Here’s what it’s like inside my head: a thought arrives, and before I can finish processing it, three more show up. Each one feels urgent, interesting, worth chasing. A random observation about how trees grow sideways near the coast. A half-formed idea about distributed systems. A reminder that I forgot to reply to someone. A sudden impulse to look up the etymology of a word I just used.

Every single one of these thoughts comes with a gravitational pull. My brain whispers: attend to me. I’m interesting. I might be important. You’ll forget me if you don’t act now.

And that’s the trap. I attend. I open a browser tab. I start composing a message. I fall into a Wikipedia rabbit hole. Thirty minutes later, I look up and realize I’ve accomplished absolutely nothing I was supposed to. I’m exhausted from all the mental switching, yet the actual task I sat down to do remains untouched.

This isn’t a discipline problem. It’s not laziness. It’s a brain that treats every thought as equally deserving of immediate attention. The inability to triage in real-time is what makes it so draining — not the thoughts themselves, but the constant negotiation with each one about whether to engage.

The Core Insight: Capture, Don’t Engage

The breakthrough for me was realizing that most of the time, I don’t actually need to act on a thought right now. I just need to know it won’t disappear. The anxiety of losing the thought is what pulls me off task — not the thought itself.

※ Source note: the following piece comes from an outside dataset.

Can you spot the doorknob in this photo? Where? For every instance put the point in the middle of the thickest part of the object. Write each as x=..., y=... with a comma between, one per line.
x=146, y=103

So the solution is simple in theory: capture the thought instantly and get back to work. But “simple in theory” is where most productivity advice dies, because the capture mechanism itself introduces friction. If I have to open an app, navigate to the right note, think about how to organize it — that’s already enough to break my focus and send me spiraling.

The capture has to be so fast and so frictionless that it barely registers as an interruption.

What I Built

I built a pipeline using Discord slash commands that routes my thoughts to different channels based on a single decision: how “cooked” is this thought?

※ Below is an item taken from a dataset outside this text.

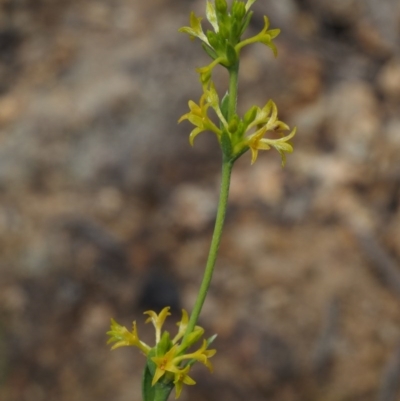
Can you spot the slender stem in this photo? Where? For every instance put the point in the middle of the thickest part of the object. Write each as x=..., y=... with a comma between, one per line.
x=216, y=239
x=233, y=89
x=227, y=165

Raw thought, just need to get it out of my head:

/memo this reminds me of that paper on temporal cognition

Done. Private memo saved. Nobody sees it. I don’t see it. I’m back to work in under five seconds.

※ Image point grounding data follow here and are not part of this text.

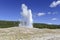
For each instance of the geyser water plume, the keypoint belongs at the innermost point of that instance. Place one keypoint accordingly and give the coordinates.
(27, 20)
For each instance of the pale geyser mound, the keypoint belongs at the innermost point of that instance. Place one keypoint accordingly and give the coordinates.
(21, 33)
(27, 19)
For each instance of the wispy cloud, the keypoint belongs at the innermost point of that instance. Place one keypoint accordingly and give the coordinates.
(54, 19)
(41, 14)
(55, 3)
(52, 13)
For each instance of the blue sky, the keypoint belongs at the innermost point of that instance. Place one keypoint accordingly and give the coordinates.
(44, 11)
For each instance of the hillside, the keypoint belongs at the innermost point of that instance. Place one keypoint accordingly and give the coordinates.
(19, 33)
(7, 24)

Thought worth sharing publicly:

/sns the best code is the code you mass delete after realizing you over-engineered it

This posts to Mastodon, Threads, and Twitter simultaneously — and automatically saves a public copy to my memos archive. One command, four destinations.

Something worth writing up properly for the blog:

/daily today I realized that the reason I procrastinate on writing isn't fear of failure, it's fear of choosing one version of what I want to say over all the others

This goes into today’s daily entry on my blog — a curated space for 3-5 sentences or a short paragraph that I’ve put some thought into.

The key design choice: Discord is a write-only channel. When I type /memo and hit enter, Discord shows me a brief confirmation — “Saved to Memos (private)” — and nothing else. No feed. No other people’s posts. No “while you’re here” suggestions. No reason to linger. The thought is captured, the urge to attend is satisfied, and I’m back to whatever I was doing.

This matters more than you’d think. When I used to capture thoughts by posting directly to social media, the capture itself became the distraction. I’d post, then check if anyone responded, then scroll for “just a minute,” then emerge forty minutes later wondering what happened. The tool designed to help me focus was actively destroying my focus.

The Architecture of Not Getting Distracted

The system has three tiers, and each one maps to a different level of cognitive investment:

TierCommandWhat it isEffort
Capture/memoPrivate scratch space. Stream of consciousness.Near zero
Share/snsWorth saying publicly, but rawLow — one command
Curate/dailyDeliberate writing for the blogHigher — I’m composing

The entire pipeline — from Discord to Cloudflare Worker to the various APIs — runs in about two seconds. There’s no queue, no scheduled posting, no “we’ll publish this later.” The thought leaves my brain, enters Discord, and arrives at its destination before I’ve had time to second-guess it.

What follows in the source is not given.